Q: I use “shined” with an object and “shone” without one. But lately I’ve read a lot of books whose authors use “shined” in all contexts. Have you ever written on the difference between those two words?

A: No, we haven’t written about the the verb “shine,” but thanks for giving us the opportunity.

Standard dictionaries generally accept either “shone” or “shined” as the past tense and past participle of “shine.”

However, the dictionaries often note that the past tense and past participle are usually “shone” when the verb is intransitive and “shined” when it’s transitive.

A verb is transitive when it needs an object to make sense (“He shined his shoes”) and intransitive when it makes sense without one (“The sun shone”).

The American Heritage Dictionary of the English Language (5th ed.), one of seven standard dictionaries we checked, has a good explanation of all this.

“By tradition,” American Heritage says in a usage note, “the past tense and past participle shone is used when the verb is intransitive and means ‘to emit light, be luminous’: The full moon shone over the field.

On the other hand, the usage note continues, “shined” is the form “normally used when the verb is transitive and means ‘to direct (a beam of light)’ or ‘to polish,’ as in He shined his flashlight down the dark staircase or The butler shined the silver.

American Heritage says its usage panel, in a 2008 survey, “found both forms acceptable in transitive literal use (shone/shined the light) and in figurative intransitive use (Carolyn always shined/shone at ribbon-cutting ceremonies).”

However, the usage note says “a larger majority preferred the traditional usages (shined the light; shone at ceremonies) over the nontraditional ones, so maintaining the traditional distinction remains a sensible practice.”

As for the etymology, the verb “shine” is a Germanic word that first appeared in Old English in the early eighth century, spelled scynan, scine, scaan, and so on.

The earliest citation in the Oxford English Dictionary is from a glossary of Latin and Old English, dating to around 725: Ardebat, scaan. (In Latin, ardebat means burns, glows, or sparkles.)

The spelling of the past tense roughly evolved from scan and scean in Old English to scean, schon, shoon, etc., in Middle English, and finally to shone and shined in the 1500s, during the early Modern English period.

In Shakespeare’s A Midsummer Night’s Dream (written in the 1590s), for example, Hippolyta says: “Well shone, Moon.

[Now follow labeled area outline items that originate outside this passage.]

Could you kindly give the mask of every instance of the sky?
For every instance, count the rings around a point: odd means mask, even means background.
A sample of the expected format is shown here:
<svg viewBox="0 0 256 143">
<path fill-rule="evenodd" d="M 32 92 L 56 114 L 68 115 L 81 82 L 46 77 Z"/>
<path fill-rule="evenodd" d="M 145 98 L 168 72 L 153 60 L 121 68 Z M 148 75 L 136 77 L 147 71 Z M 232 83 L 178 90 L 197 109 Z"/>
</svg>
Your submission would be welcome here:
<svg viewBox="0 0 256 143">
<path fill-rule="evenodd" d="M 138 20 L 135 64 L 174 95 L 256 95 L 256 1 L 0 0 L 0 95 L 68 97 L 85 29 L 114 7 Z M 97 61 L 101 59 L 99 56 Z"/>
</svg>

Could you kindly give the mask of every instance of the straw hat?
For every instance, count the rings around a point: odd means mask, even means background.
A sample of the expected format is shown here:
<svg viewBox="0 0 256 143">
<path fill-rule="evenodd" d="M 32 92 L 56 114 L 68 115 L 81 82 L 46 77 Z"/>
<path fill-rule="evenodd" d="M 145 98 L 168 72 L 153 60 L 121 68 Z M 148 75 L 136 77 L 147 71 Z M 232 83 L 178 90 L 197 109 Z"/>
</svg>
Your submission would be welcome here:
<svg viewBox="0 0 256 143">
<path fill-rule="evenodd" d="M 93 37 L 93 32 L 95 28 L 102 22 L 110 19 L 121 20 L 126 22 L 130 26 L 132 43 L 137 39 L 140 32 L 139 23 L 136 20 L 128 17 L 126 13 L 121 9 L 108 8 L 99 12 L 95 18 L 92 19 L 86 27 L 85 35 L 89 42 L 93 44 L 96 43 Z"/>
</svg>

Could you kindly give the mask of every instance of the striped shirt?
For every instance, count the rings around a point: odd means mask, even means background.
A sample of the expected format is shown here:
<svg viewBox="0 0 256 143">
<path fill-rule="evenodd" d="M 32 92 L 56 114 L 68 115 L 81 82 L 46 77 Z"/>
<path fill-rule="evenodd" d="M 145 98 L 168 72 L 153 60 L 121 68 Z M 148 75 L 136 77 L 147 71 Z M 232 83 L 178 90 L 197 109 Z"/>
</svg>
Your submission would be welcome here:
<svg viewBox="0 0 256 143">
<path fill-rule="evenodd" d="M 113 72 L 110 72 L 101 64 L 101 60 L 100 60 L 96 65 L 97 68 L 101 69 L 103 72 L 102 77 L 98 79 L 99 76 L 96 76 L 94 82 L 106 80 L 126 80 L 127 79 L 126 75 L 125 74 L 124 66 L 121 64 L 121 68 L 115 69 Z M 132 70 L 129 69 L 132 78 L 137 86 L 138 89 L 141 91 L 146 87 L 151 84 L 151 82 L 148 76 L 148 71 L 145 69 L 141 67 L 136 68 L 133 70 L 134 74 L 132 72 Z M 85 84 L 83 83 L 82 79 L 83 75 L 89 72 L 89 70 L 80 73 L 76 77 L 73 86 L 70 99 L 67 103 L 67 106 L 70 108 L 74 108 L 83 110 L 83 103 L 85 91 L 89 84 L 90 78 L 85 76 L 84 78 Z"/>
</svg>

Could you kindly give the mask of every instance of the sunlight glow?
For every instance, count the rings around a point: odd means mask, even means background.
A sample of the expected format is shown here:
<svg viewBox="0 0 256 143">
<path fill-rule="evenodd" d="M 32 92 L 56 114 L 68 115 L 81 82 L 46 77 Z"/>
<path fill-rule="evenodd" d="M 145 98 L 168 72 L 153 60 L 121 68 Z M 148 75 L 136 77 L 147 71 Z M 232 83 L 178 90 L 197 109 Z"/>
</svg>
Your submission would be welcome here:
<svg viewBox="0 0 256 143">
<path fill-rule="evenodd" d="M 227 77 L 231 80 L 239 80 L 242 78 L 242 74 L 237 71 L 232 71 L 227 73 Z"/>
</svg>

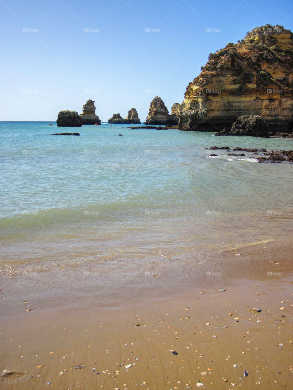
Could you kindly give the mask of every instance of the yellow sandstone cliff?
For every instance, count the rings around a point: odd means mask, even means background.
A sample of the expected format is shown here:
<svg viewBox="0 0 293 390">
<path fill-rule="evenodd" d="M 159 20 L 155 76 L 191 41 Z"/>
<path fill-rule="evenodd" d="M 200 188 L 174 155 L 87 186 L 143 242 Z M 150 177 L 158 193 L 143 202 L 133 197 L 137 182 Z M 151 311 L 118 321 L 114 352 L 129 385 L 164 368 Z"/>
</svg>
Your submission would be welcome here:
<svg viewBox="0 0 293 390">
<path fill-rule="evenodd" d="M 189 83 L 179 128 L 230 131 L 243 115 L 262 117 L 270 131 L 293 131 L 293 34 L 282 26 L 254 28 L 209 57 Z"/>
</svg>

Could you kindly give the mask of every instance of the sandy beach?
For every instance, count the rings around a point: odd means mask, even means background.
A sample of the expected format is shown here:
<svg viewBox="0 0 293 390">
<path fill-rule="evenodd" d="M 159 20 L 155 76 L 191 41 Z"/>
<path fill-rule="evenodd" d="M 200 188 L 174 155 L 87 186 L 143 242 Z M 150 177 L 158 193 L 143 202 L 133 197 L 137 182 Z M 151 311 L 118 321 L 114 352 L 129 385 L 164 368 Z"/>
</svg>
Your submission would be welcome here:
<svg viewBox="0 0 293 390">
<path fill-rule="evenodd" d="M 1 387 L 290 388 L 291 273 L 169 291 L 151 275 L 105 295 L 86 284 L 55 296 L 16 278 L 1 293 Z"/>
</svg>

Truly, the moon shines with a good grace.”

As for the past participle, the OED says early versions of “shined” were popular in Middle English, while “shone” was rarely seen until the second half of the 16th century.

We’ll end with an example of the past participle from Miss Dividends, an 1892 novel by Archibald Clavering Gunter: “His large boots have been very brightly shined by the boot-black on the corner opposite.”